3) Adam Afriyie has emerged in reports as a surprise contender to be the next party leader if Cameron fails to deliver a majority at the 2015 general election. In terms of leadership, what are the main difference between Cameron and Afriyie?

Tweedledum and tweedledanger. It does not matter which leader the party of the ruling class puts forward, labour, lib dem or con, without an organised opposition we will continue to bump along the bottom of a deeply unfair and exploitative mode of moribund capitalism that only brings misery and global war. Weapons sales and the production of fear go hand in hand. To maintain a defence budget you must create a fictional monster or enemy that looks almost the same as you, but must be treated with a poisonous suspicion. The population sits passively on the tube in low-level anxiety or watches with a mix of resignation and fear as the news reports the war at home, while ‘at the front’ our military recruits drill ever more costly weapons systems, to the delight of the arms industry.
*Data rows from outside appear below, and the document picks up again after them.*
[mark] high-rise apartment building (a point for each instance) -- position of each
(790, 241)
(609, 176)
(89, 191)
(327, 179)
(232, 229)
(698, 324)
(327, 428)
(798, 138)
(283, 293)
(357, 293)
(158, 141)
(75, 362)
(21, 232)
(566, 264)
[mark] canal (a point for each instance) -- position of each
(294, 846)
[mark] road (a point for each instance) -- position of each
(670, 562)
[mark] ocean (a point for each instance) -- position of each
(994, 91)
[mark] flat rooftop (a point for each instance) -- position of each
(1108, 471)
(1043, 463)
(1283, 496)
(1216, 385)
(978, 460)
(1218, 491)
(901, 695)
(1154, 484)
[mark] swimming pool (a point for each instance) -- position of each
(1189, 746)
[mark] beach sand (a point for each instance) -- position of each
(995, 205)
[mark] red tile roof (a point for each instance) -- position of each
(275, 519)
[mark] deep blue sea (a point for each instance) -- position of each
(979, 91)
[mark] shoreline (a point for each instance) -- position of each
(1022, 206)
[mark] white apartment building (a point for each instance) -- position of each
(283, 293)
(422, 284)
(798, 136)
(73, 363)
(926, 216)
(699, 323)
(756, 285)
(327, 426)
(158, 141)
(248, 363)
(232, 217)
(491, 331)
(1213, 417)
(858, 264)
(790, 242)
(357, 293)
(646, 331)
4) Boris Johnson has perhaps the most fascinating relationship with British politics. He often seems to be set to stand against the PM.
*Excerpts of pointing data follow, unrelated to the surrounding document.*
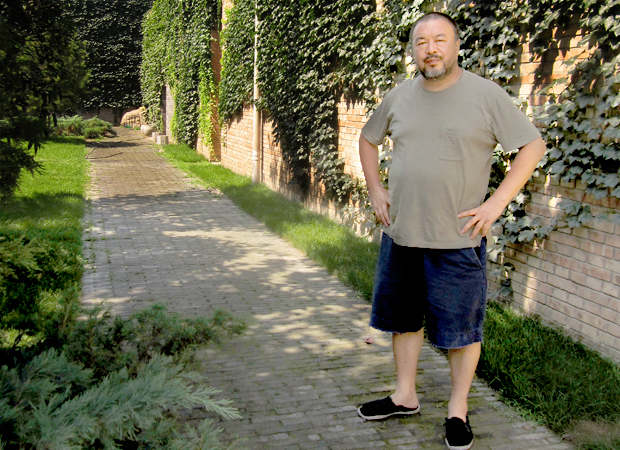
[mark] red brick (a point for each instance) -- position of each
(565, 239)
(613, 240)
(596, 248)
(613, 265)
(597, 236)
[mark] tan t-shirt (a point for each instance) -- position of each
(442, 156)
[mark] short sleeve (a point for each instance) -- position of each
(512, 128)
(376, 128)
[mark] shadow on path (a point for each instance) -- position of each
(303, 366)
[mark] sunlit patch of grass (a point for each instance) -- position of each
(545, 374)
(330, 244)
(41, 235)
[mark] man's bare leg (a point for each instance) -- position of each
(463, 363)
(407, 348)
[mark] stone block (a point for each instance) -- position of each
(162, 139)
(147, 129)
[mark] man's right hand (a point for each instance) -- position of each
(380, 201)
(379, 196)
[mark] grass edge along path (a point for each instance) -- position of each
(547, 376)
Tweedledum and tweedledum’s more media savvy brother. No significant difference, both former members of a wild ruling class drinking club – the Bullington. Both representative of the interests of industry and media barons, both ready to say anything to justify their continued puppet rule.

In terms of politics, what are the main differences between Cameron and Johnson?

See above. Johnson saw an opportunity to pretend to be different on immigration, but read him carefully and see he too is the cod-multicultural version of big business.

4) Of the four previously mentioned, who is the best candidate to lead the Conservative party if Cameron fails to deliver a majority at the 2015 general election?

Does anyone in the public actually care? What evidence do we have (hilariously low voter turnout etc)? The pit of political intrigue that is a leadership ‘contest’ is only an illusion of debate – see the Labour party version two years ago for similar – none of this matters much except for a small coterie of radio four, posh bistro going, luvvies. The disconnect between these so-called leaders and the population of Britain is vast.

5) What is the qualification required for a party leader? What leadership is required to win the general election?

Only a sustained revolt can shift things from the current impasse. That revolt might lead us to a period of disturbance important enough to bring forward ideas about care for our communities, radical grass-roots democratic decision-making (not the farce of so-called electoral politics, once every five years), dismantling of the war economy and the militarized police, and  for a radically new arrangement of how we live. We could work towards a world where we share the productive resources of humanity equitably amongst all, everywhere. The capability of people with immense knowledge and technology (not weapons) could be utilised to ensure no-one anywhere goes hungry, dies from curable disease, or remains thirsty, without shelter, clothes… and a really progressive arts channel on tv for all. You get what I am talking about here? The crisis has been bad enough, the planetary mood is for radical change, the possibilities are endless. And it is Cameron’s class leadership about which you ask. No, the point is to forget the general election, and General Motors, and work instead for the general population, for the general strike, and for the general uprising, in general.

Red Salute

John

One thought on “Eighteenth Brumaire Leaders: #Cameron #Johnson #Afriyie #Gove # Norman et al

  1. Brilliant, John. Bold critique of the British elite. They are still licking Murdoch’s arse in spite of the stench of corruption similar to that under the ancien regime of Louis XV.